Section 3: All amendments must be consistent with IIBA’s Bylaws and the policies, procedures, rules, and directives established by IIBA’s Board of Directors, as well as with the Chapter’s Charter with IIBA. 

 

Bylaw 12 – Dissolution 

Section 1: Should the Chapter dissolve for any reason, its assets shall be dispersed to a charitable organization designated by the voting membership after the payment of just, reasonable, and supported debts, consistent with applicable legal requirements. 

Section 2: Dissolution of the Chapter may be due to the direction of IIBA, a vote of the membership or the lack of sufficient members to sustain the Chapter. In the case of a vote of the membership, the dissolution must be brought to the members in a special election and be approved by at least 60% of the members in good standing who attend the meeting. 

 

Privacy Policies

1. Introduction 

1.1 Document Purpose 

This document describes the Policies adopted by the Vancouver Chapter of the IIBA. 

1.2 Guiding Principles 

The Vancouver Chapter of the IIBA exists to serve the local community while upholding the “IIBA Values”1 

1.3 Background 

The Vancouver chapter of the IIBA was established in January 2006 as an affiliate of the International Head Office. The affiliation agreement provides a charter to the Vancouver chapter to advance IIBA and chapter objectives. 

In accordance with the Vancouver Chapter By-Laws2, the Board of Directors maintains policies governing the business of the chapter. 

On March 11, 2017, the Board of Directors of the Vancouver Chapter voted in favour of publishing the Chapter Policies on the website.

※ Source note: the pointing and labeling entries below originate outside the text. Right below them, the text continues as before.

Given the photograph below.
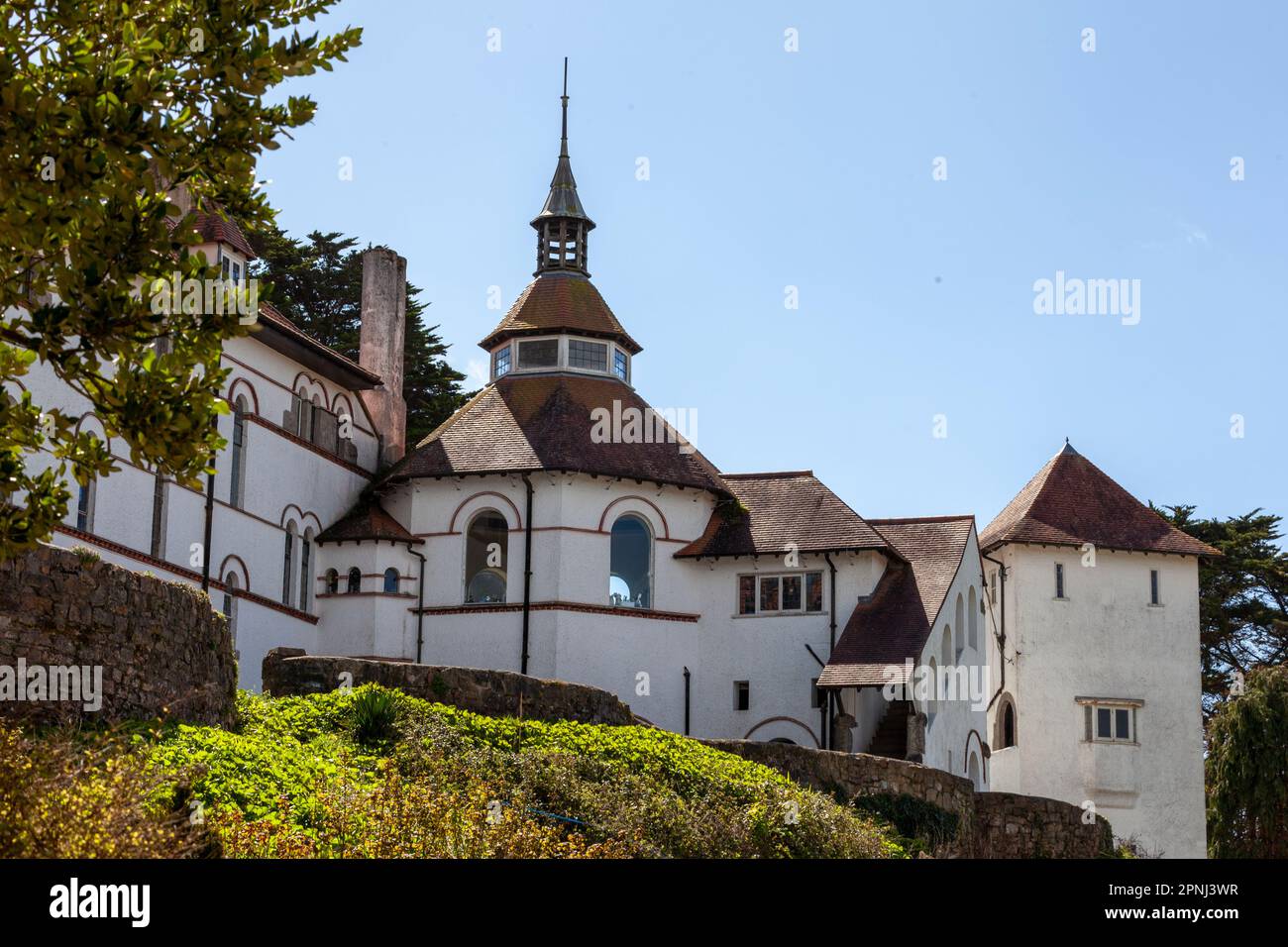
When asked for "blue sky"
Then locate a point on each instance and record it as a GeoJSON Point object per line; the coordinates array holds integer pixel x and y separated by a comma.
{"type": "Point", "coordinates": [812, 169]}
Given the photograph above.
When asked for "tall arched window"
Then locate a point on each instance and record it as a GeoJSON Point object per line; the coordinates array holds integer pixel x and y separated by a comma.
{"type": "Point", "coordinates": [1006, 723]}
{"type": "Point", "coordinates": [287, 558]}
{"type": "Point", "coordinates": [305, 569]}
{"type": "Point", "coordinates": [485, 549]}
{"type": "Point", "coordinates": [630, 567]}
{"type": "Point", "coordinates": [231, 583]}
{"type": "Point", "coordinates": [961, 625]}
{"type": "Point", "coordinates": [85, 506]}
{"type": "Point", "coordinates": [237, 463]}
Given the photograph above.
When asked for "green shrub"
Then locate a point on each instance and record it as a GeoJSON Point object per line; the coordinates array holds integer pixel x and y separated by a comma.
{"type": "Point", "coordinates": [926, 826]}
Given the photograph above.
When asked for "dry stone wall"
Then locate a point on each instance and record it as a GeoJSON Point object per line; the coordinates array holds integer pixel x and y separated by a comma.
{"type": "Point", "coordinates": [76, 631]}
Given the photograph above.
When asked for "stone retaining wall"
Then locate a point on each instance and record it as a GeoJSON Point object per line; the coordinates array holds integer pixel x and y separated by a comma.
{"type": "Point", "coordinates": [493, 693]}
{"type": "Point", "coordinates": [156, 648]}
{"type": "Point", "coordinates": [992, 825]}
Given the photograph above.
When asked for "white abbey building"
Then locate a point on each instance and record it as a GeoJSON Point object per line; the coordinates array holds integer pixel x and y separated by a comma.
{"type": "Point", "coordinates": [529, 534]}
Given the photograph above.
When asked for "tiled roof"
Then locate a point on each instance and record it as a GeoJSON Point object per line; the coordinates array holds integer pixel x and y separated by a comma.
{"type": "Point", "coordinates": [271, 317]}
{"type": "Point", "coordinates": [366, 521]}
{"type": "Point", "coordinates": [1072, 501]}
{"type": "Point", "coordinates": [893, 625]}
{"type": "Point", "coordinates": [781, 509]}
{"type": "Point", "coordinates": [215, 228]}
{"type": "Point", "coordinates": [561, 302]}
{"type": "Point", "coordinates": [526, 423]}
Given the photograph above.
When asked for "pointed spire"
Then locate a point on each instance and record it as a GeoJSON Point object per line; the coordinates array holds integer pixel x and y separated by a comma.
{"type": "Point", "coordinates": [562, 223]}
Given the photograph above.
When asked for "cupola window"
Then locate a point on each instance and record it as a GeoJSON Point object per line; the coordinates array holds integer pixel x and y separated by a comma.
{"type": "Point", "coordinates": [539, 354]}
{"type": "Point", "coordinates": [501, 363]}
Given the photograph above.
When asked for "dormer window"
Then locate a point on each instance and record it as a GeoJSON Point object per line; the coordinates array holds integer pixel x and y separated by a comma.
{"type": "Point", "coordinates": [539, 354]}
{"type": "Point", "coordinates": [501, 363]}
{"type": "Point", "coordinates": [591, 356]}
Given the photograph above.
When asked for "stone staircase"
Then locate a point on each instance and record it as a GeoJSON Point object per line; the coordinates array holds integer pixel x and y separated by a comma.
{"type": "Point", "coordinates": [892, 733]}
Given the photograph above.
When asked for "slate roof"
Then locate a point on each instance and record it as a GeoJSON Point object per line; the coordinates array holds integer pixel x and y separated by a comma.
{"type": "Point", "coordinates": [784, 508]}
{"type": "Point", "coordinates": [527, 423]}
{"type": "Point", "coordinates": [366, 521]}
{"type": "Point", "coordinates": [1072, 501]}
{"type": "Point", "coordinates": [896, 621]}
{"type": "Point", "coordinates": [561, 302]}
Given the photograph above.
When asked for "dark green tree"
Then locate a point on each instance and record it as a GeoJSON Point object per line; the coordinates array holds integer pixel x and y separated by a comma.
{"type": "Point", "coordinates": [1243, 595]}
{"type": "Point", "coordinates": [104, 106]}
{"type": "Point", "coordinates": [1247, 770]}
{"type": "Point", "coordinates": [317, 283]}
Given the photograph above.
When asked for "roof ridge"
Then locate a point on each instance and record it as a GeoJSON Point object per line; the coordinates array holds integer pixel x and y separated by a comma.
{"type": "Point", "coordinates": [771, 474]}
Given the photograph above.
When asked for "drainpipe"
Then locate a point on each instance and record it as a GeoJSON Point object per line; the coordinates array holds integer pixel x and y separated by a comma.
{"type": "Point", "coordinates": [831, 646]}
{"type": "Point", "coordinates": [687, 676]}
{"type": "Point", "coordinates": [1001, 635]}
{"type": "Point", "coordinates": [527, 577]}
{"type": "Point", "coordinates": [420, 603]}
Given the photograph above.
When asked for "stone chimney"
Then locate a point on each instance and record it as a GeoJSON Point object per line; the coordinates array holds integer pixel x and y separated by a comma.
{"type": "Point", "coordinates": [384, 325]}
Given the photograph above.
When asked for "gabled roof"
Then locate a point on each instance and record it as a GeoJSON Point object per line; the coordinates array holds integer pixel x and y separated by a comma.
{"type": "Point", "coordinates": [282, 335]}
{"type": "Point", "coordinates": [366, 521]}
{"type": "Point", "coordinates": [1070, 501]}
{"type": "Point", "coordinates": [896, 621]}
{"type": "Point", "coordinates": [561, 302]}
{"type": "Point", "coordinates": [217, 228]}
{"type": "Point", "coordinates": [528, 423]}
{"type": "Point", "coordinates": [781, 509]}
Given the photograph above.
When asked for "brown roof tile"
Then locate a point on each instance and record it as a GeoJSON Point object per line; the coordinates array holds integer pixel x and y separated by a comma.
{"type": "Point", "coordinates": [366, 521]}
{"type": "Point", "coordinates": [1072, 501]}
{"type": "Point", "coordinates": [784, 508]}
{"type": "Point", "coordinates": [893, 625]}
{"type": "Point", "coordinates": [526, 423]}
{"type": "Point", "coordinates": [561, 302]}
{"type": "Point", "coordinates": [214, 227]}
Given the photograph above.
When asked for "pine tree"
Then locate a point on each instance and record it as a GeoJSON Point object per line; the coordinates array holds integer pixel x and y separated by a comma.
{"type": "Point", "coordinates": [1243, 595]}
{"type": "Point", "coordinates": [317, 283]}
{"type": "Point", "coordinates": [1247, 770]}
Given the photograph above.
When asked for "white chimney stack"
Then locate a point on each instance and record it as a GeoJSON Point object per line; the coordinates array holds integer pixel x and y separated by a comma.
{"type": "Point", "coordinates": [384, 326]}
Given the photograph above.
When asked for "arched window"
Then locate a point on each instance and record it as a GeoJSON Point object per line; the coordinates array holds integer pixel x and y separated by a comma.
{"type": "Point", "coordinates": [305, 569]}
{"type": "Point", "coordinates": [485, 551]}
{"type": "Point", "coordinates": [630, 569]}
{"type": "Point", "coordinates": [237, 463]}
{"type": "Point", "coordinates": [961, 625]}
{"type": "Point", "coordinates": [1006, 723]}
{"type": "Point", "coordinates": [231, 585]}
{"type": "Point", "coordinates": [973, 617]}
{"type": "Point", "coordinates": [287, 558]}
{"type": "Point", "coordinates": [85, 506]}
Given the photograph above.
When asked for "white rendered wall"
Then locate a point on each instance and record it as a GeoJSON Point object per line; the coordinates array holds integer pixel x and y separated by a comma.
{"type": "Point", "coordinates": [1107, 641]}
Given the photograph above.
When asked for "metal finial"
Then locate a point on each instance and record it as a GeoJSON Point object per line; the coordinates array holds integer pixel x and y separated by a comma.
{"type": "Point", "coordinates": [563, 138]}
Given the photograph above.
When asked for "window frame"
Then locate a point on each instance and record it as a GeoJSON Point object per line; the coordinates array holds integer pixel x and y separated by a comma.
{"type": "Point", "coordinates": [803, 577]}
{"type": "Point", "coordinates": [1117, 707]}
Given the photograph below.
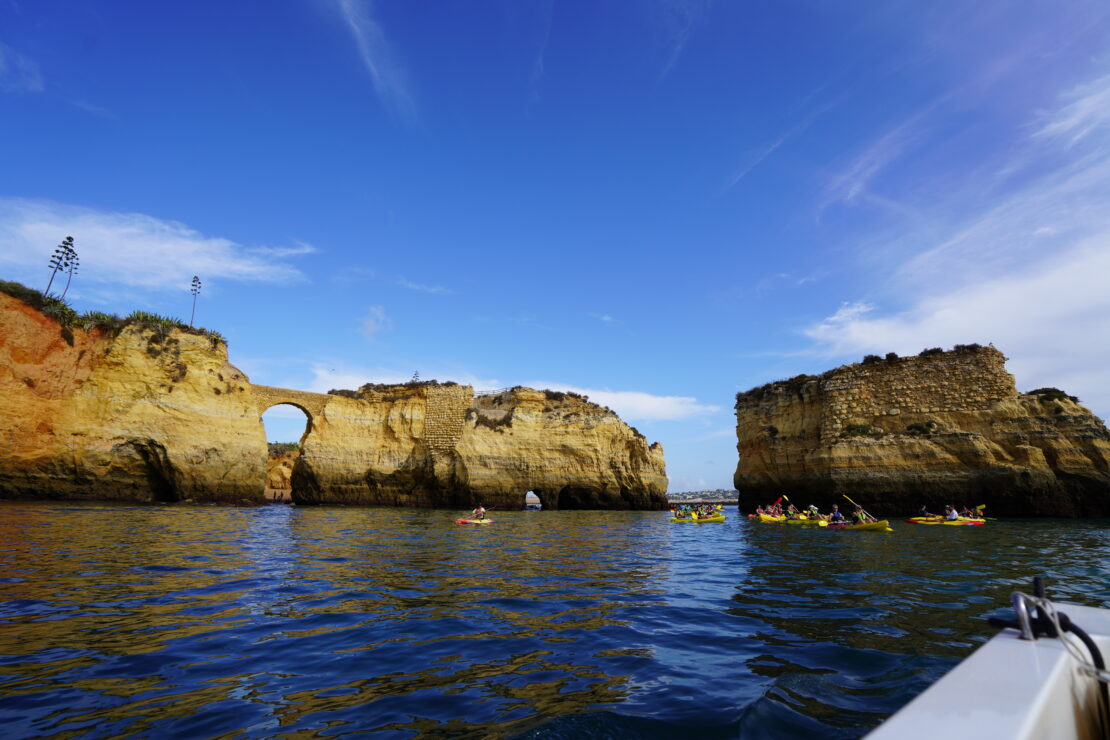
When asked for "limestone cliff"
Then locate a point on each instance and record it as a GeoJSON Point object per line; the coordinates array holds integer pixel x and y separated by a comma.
{"type": "Point", "coordinates": [936, 428]}
{"type": "Point", "coordinates": [439, 445]}
{"type": "Point", "coordinates": [280, 464]}
{"type": "Point", "coordinates": [144, 415]}
{"type": "Point", "coordinates": [138, 409]}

The rationale was to enhance transparency of the chapter’s operations. 

1.4 Conventions 

Policies have been written to direct all members of the Board of Directors. “We” used within the context of these policies refers to all members of the Board. 

2 Policies 

2.1 Membership Information 

2.1.1 Mailing Lists 

We shall protect the privacy of our members and non-members when private information such as email addresses or other contact information is shared with the chapter. 

We will not share mailing lists and e-mail addresses with third party organizations and event speakers. 

Speakers may request business cards or ask members to voluntarily sign up for mailings. Such choices must be made by members at events on a voluntary basis. 

2.2 Commercial Endorsements 

We shall monitor advertising and promotion within our community to ensure communications are in the best interest of the community members. 

2.2.1 LinkedIn Group 

Companies and individuals may not use our LinkedIn group for posting advertising and jobs. We reserve the right to block or remove such messages. 

2.2.2 Speakers 

Speakers can speak at IIBA Vancouver Chapter events if they do not make their speeches into sales presentation. Speakers may mention products incidentally in their talks. However, their talks must be generic in nature and not aimed at promoting specific products or services. 

2.3 Survey Results 

We will not share survey results with third parties, especially when such sharing is mandated for sponsorship. 

Survey results are shared with our members and IIBA Global for the benefit of our community. 

2.4 Training Organization Affiliations 

Training Affiliation agreements will only be made with endorsed IIBA education providers who provide the Chapter with a promotion code that provides a financial benefit to the Chapter (ref. April 2016 Board meeting minutes). 

2.5 Event Refund Policy 

No refunds within 48 hours of the event. Transfers allowed at any time. To be adjusted on a case by case basis depending on the event (ref. December 2015 Board meeting minutes). 

2.6 Chapter Events 

Board members shall not be charged for attending regular Chapter speaker events, in recognition of their contributions to the operation of the Chapter. This benefit is not transferable to other attendees or other types of Chapter events. 

2.7 Board Member Prize Eligibility 

Board members are not eligible to participate in prize draws offered by the chapter. This includes all prizes paid for by the chapter, but does not include prizes offered by external organizations and on offer at Vancouver Chapter events.